Improper Lubrication Flaking metal When metal appears to be flaking off across the full surface of the race, you can suspect there is a lack of proper lubrication. Lack of lubrication can be caused by simply too little lubricant present, or by breakdown of the lubricant from heat or contamination. It can also be the result of using the wrong lubricant -- type or viscosity.

Improper Lubrication Discoloration Discolored steel anywhere, on either the cup or cone, indicates overheating. This photograph shows the characteristic look of overheated steel on the outside of the cup. The primary suspect should be lack of lubrication. Low levels from missed maintenance or a leaking seal should be considered likely candidates.

Installation Damage Deformed cage The rib of this cage design has been bent out of round. Even small distortions of the assembly can destroy a bearing. This type of damage is usually the result of rough handling. Hammering on the bearing during installation is a likely cause. Excessive press fit from a distorted hub or a mis-application (wrong part number) could also produce this damage.

Installation Damage Nicks and dents Damage like this dent in the cage or retainer is the result of a sharp tool being used to install or seat the bearing. A drift or screwdriver used on a bearing is guaranteed damage.

Installation Damage Broken ring The hairline crack shown here is a break in the inner ring. The cause is excessive pressure on the bearing. It is possible that an outside shock to the wheel end could produce this break, but it would have to be so great as to leave plenty of other clues. The more likely cause is excessive interference fit (wrong size) or excessive installation pressure

Installation Damage The solution is proper training. Dented cup This is a clear example of a bad installation. Dings and dents in the outer bearing surfaces are almost always the result of attempts to install the bearing improperly. In this example, some sharp tool, likely a drift, was used to press the cup into the housing. The solution is proper training.

Impact Loads Dents in race A sharp dent, like the one shown here, is the result of a heavy blow to the wheel end. This could be the result of slamming into a pot hole, but it may also be caused by excessive installation pressure

Impact Loads Multiple dents Dents in the race caused by external impact loads may progress to spalling of the metal surface. Once the integrity of the surface is broken, wear will progress more rapidly. This photograph shows where five rollers were driven into the surface of the race. Over time the impacted areas became deeper. With this one, it was probably hard to hear the radio

Other Damage Corrosion of the outer surface Fretting corrosion of the outer surface of the bearing is often the result of a loose fitting bearing.
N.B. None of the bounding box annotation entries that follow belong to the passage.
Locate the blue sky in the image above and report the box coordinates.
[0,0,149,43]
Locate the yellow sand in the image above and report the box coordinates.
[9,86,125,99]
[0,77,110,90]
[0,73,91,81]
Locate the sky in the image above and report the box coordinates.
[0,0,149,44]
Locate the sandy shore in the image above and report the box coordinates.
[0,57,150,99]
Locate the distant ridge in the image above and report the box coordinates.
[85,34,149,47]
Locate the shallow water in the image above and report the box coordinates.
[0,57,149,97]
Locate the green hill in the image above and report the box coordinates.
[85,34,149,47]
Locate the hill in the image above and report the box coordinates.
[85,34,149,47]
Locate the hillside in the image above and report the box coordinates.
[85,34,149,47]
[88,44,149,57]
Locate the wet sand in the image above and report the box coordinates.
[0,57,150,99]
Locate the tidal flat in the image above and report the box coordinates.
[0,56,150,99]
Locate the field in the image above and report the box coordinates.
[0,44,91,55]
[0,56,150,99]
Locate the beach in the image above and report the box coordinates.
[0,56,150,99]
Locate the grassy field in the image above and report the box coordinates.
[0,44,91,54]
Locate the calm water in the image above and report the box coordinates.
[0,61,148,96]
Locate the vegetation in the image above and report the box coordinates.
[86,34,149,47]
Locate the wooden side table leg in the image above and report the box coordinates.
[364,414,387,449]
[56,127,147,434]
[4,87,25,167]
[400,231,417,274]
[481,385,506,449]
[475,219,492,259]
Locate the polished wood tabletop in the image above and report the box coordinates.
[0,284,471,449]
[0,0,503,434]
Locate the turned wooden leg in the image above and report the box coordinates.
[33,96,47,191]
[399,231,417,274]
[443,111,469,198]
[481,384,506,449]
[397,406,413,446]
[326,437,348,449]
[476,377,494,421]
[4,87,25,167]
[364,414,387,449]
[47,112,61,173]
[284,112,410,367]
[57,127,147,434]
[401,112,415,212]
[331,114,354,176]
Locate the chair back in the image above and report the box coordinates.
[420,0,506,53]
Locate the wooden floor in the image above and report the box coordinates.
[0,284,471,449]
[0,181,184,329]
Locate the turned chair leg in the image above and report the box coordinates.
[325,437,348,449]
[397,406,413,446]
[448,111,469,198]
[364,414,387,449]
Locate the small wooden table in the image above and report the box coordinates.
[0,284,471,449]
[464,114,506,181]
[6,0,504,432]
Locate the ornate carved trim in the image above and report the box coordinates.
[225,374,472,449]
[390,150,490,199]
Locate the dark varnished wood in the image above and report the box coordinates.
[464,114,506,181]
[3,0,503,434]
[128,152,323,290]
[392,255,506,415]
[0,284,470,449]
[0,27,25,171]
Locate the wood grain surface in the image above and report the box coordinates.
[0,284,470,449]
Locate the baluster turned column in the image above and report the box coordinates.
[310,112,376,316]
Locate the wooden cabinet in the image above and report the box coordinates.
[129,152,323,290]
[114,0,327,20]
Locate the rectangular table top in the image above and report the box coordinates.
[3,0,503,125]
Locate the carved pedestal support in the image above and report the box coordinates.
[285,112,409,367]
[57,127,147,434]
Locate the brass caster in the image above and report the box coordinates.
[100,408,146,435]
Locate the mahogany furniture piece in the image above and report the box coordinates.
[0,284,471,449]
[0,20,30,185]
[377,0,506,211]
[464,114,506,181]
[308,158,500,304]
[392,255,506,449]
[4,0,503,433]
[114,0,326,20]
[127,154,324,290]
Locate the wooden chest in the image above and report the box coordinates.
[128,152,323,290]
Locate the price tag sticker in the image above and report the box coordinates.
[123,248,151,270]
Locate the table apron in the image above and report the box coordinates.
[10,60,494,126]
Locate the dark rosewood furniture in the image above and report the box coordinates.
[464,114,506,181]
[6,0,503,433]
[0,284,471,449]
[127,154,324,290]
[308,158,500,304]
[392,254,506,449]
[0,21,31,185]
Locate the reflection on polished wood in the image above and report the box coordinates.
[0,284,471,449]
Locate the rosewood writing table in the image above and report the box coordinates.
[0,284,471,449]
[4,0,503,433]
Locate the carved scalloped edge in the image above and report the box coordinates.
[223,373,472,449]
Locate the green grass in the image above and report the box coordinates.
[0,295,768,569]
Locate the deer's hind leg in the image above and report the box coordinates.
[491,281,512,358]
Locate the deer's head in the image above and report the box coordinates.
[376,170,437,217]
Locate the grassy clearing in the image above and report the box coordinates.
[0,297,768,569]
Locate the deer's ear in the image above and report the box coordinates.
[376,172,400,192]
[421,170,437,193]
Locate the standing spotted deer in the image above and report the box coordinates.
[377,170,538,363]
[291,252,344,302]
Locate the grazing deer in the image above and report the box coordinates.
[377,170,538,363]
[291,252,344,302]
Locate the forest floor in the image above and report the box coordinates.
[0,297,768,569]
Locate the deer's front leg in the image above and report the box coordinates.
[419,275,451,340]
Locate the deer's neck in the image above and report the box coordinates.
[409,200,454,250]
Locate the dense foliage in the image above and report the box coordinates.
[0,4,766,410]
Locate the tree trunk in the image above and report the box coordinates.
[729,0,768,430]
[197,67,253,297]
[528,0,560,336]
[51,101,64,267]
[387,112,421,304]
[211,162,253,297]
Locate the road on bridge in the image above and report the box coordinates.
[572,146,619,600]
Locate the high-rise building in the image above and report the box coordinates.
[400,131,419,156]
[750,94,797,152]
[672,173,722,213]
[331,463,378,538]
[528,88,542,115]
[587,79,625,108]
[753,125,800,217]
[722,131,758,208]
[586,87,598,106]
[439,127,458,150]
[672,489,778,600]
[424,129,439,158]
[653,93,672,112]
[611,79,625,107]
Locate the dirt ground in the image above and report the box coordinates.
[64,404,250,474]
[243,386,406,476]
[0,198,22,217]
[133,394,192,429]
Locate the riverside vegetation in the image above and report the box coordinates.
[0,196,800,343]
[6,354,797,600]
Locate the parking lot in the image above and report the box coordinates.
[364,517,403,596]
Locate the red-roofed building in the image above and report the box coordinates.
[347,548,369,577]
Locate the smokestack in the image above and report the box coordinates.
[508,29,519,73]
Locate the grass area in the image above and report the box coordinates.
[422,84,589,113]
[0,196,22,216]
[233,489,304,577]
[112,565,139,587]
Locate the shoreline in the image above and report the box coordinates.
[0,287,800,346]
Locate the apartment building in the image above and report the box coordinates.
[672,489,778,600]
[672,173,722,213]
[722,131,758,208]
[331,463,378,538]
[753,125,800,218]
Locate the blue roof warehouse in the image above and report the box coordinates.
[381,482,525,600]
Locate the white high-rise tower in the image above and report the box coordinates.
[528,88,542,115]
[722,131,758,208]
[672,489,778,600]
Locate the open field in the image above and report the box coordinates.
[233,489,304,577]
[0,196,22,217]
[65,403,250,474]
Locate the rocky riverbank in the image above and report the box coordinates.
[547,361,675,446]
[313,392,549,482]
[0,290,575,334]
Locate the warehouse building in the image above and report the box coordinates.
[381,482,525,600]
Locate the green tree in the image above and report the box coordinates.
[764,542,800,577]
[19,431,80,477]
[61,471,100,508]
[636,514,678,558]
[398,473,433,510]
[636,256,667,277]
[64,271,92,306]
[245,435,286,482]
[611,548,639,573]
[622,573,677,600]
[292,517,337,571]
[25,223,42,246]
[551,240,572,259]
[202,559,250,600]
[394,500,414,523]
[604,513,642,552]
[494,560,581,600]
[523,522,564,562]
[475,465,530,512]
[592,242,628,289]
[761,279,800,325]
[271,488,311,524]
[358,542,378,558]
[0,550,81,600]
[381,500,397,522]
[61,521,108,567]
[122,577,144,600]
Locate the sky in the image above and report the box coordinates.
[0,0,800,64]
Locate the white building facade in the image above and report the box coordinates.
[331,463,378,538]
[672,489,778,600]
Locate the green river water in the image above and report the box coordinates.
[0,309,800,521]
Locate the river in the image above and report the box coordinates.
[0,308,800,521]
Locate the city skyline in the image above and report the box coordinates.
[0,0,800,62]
A mis-application (wrong part number) is possible, but more likely a worn hub or spindle is to blame.

Other Damage Overheating Burnt rollers. Overheated bearing steel develops very characteristic patterns. The colors reflect the temperatures. A strawberry brown indicates a 300°F temperature and deep purple means the heat went over 700°F. The cause of overheating is lack of lubrication, over tightening during bearing adjustment, or overloading the carrying capability of the bearing.

Other Damage Spalling Fatigued metal. Spalling occurs as fatigued metal lifts off of the surface. The example pictured here is extreme, but not wholly unlikely. You may find surfaces where only small patches have begun to flake and disintegrate. Spalling will occur at the normal end of bearing life. If it occurs early, the likely causes are lack of sufficient lubrication and excessive loading.

Other Damage Arcing Electrical damage. Electric arc welding on the engine or chassis without proper grounding can destroy the wheel bearings. The electrcial charge passes through the bearing assembly and lifts off the bearing surface. There are some other electrical charges that will cause this problem (besides lightning)

Conclusion A properly trained and informed technician will have a direct bearing on the life of tapered bearings!